Dealers make mistakes sometimes and this is one of those times. If the dealer was paying attention they should have blocked the player from mucking their cards.
I tend to disagree here. I think there is a lot to go off of in the deception factor of the game, and also the roles and responsibilities of the dealer. They are a neutral entity. It is their job to deal hole cards, deal community cards, then out of the cards that make it to showdown, they are to decide who wins according to rules.
One thing I hear at poker tables is "It takes two face up cards to win a pot at showdown." Now, this may be a house rule, an actual rule, or something a curious guy made up once in order to get all the information he paid for. If a player doesn't realize he is in a split pot, and he mucks his cards, that is his decision. He knew his hole cards, the board, and what his opponenet had.
It is not the dealer's job to prevent people from making bad plays. How would you feel if you had the KQ, got counterfeitted on the river, then your opponenet foolishly mucked his hand and then the dealer chopped the pot? It is merely the dealer's job to make sure that the best hand at showdown gets the pot. And the hand that's face down in the muck is never best unless it won by default.

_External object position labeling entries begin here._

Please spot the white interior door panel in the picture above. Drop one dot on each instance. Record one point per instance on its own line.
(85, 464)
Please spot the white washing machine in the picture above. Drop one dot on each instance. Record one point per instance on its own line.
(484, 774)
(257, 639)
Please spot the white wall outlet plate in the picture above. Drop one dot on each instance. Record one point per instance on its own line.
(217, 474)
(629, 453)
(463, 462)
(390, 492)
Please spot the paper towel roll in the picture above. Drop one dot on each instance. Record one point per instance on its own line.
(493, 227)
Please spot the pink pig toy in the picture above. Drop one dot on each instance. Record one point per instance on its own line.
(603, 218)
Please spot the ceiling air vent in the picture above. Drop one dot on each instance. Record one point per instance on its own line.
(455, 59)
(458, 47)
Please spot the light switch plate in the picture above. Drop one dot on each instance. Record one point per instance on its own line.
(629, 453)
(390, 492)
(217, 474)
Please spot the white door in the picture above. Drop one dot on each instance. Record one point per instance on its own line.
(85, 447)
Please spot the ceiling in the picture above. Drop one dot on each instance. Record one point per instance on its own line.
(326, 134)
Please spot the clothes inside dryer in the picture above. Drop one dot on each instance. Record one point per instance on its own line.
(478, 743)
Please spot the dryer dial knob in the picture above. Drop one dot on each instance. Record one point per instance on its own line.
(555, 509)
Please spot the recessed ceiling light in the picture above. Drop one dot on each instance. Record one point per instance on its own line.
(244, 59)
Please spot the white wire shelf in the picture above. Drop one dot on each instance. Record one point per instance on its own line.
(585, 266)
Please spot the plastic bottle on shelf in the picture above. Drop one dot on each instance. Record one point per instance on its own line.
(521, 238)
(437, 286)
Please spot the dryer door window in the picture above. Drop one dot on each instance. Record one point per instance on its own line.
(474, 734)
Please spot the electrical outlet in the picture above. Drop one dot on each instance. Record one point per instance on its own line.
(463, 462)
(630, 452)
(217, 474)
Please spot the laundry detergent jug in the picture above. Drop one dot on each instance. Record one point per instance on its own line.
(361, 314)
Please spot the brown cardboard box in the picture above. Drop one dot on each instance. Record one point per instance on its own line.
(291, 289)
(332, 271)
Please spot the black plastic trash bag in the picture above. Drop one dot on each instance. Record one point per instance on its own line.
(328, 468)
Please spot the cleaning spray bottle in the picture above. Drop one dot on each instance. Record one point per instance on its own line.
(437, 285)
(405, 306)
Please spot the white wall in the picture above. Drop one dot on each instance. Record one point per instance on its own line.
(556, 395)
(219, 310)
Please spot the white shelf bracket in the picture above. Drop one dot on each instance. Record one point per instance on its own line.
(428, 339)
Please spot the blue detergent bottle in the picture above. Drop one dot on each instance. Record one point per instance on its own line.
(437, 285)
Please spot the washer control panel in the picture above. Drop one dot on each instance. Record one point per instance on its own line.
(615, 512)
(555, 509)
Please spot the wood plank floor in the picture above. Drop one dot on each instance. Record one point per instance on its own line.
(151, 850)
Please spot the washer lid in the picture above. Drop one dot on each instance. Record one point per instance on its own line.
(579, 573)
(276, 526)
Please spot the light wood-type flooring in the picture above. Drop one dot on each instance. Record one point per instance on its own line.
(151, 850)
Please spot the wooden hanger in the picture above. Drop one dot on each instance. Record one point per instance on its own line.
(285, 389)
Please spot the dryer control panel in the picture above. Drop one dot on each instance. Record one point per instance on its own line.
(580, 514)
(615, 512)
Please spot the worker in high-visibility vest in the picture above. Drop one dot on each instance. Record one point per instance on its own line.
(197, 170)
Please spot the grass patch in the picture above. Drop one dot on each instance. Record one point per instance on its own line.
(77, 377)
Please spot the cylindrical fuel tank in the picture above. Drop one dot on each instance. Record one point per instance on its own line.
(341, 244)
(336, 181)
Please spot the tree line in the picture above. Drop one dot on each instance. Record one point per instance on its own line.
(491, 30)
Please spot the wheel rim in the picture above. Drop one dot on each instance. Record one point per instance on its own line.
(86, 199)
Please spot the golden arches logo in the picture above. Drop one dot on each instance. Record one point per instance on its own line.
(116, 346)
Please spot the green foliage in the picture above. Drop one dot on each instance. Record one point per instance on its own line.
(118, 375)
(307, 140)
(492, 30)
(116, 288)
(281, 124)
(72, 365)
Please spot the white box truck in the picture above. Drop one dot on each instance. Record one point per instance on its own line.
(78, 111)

Once they make it to the muck it is up to the discretion of the house. Cards can be retrieved from the muck if the floor person deems it fair (FAIR being a key point here).
While people go to
casinos and card rooms for fair, legal, and safe play (as opposed to backs of warehouses and clubs and bars without security, etc), I do not believe that it is fair to protect people from their own mistakes. While yes, the house can dig the cards out of the muck, I believe they should only do it when they have made an error. In my experiences, it has only been in cases where it was the house's fault, and even then I don't think anybody's hand came out of the muck. They just fix the mistake to the best of their ability.
But yes, it depends on where you play and their rules.
The board played so it was pretty obvious to all it should have been a split pot. Small tournament or not the rule of cards hitting the muck is NOT black and white.
This also brings attention to how important using a card protector can be and the responsibility of players at the table to pay attention to their hands.
It is btw the responsibility of ALL players at the table to point out errors if observed.
Yes, the board played, but an Ace beat the board. The mucked hand could say one of their hole cards, then pick an ace. If the picked ace was in the muck, they effectively cheated the pot (Provided nobody watched their mucked hand, and the named whole card found it's way to an ace). Once a hand is in the muck it loses it's integrity, which is why it's called the muck, and not "the second place you keep your hole cards".
As far as pointing out observed errors, this is a very touchy subject. I believe it applies to house errors only. Not player errors. It's not my job to watch out for your chip stack, except for making it become a part of my chip stack.
Some people will hold a vendetta if you cost them a large pot by pointing something out. If you are not involved in the hand, then it's none of your business. Remember, these are dollars and cents up for stake here, not hershey's kisses and post-it notes. If you say something and somebody who was about to rake a $1200 pot instead doesn't rake the pot, well, you could have just cost him next month's rent (assuming under basic principal that he's not playing with this month's rent because he is a responsible player).
The rules are different wherever you go, however I would be pissed to be in the counterfeited 2-pairs shoes, have my opponent muck the hand, and then not get the entire pot. If he wanted the pot he should have turned his face cards over. He had his chance, he blew it.
Now, from other guy's shoes, my opinion would be the same. "Oh, the board played? I guess I'm dumb for mucking my hand. I'll have to not do that next time."
The house game I play at has on the table, in writing: "Pay attention." It's a basic rule of cards.
Of course, these are all my opinions and come from my experiences and where I play cards. I may be wrong, you may disagree with me, but that's where I stand on the matter at hand.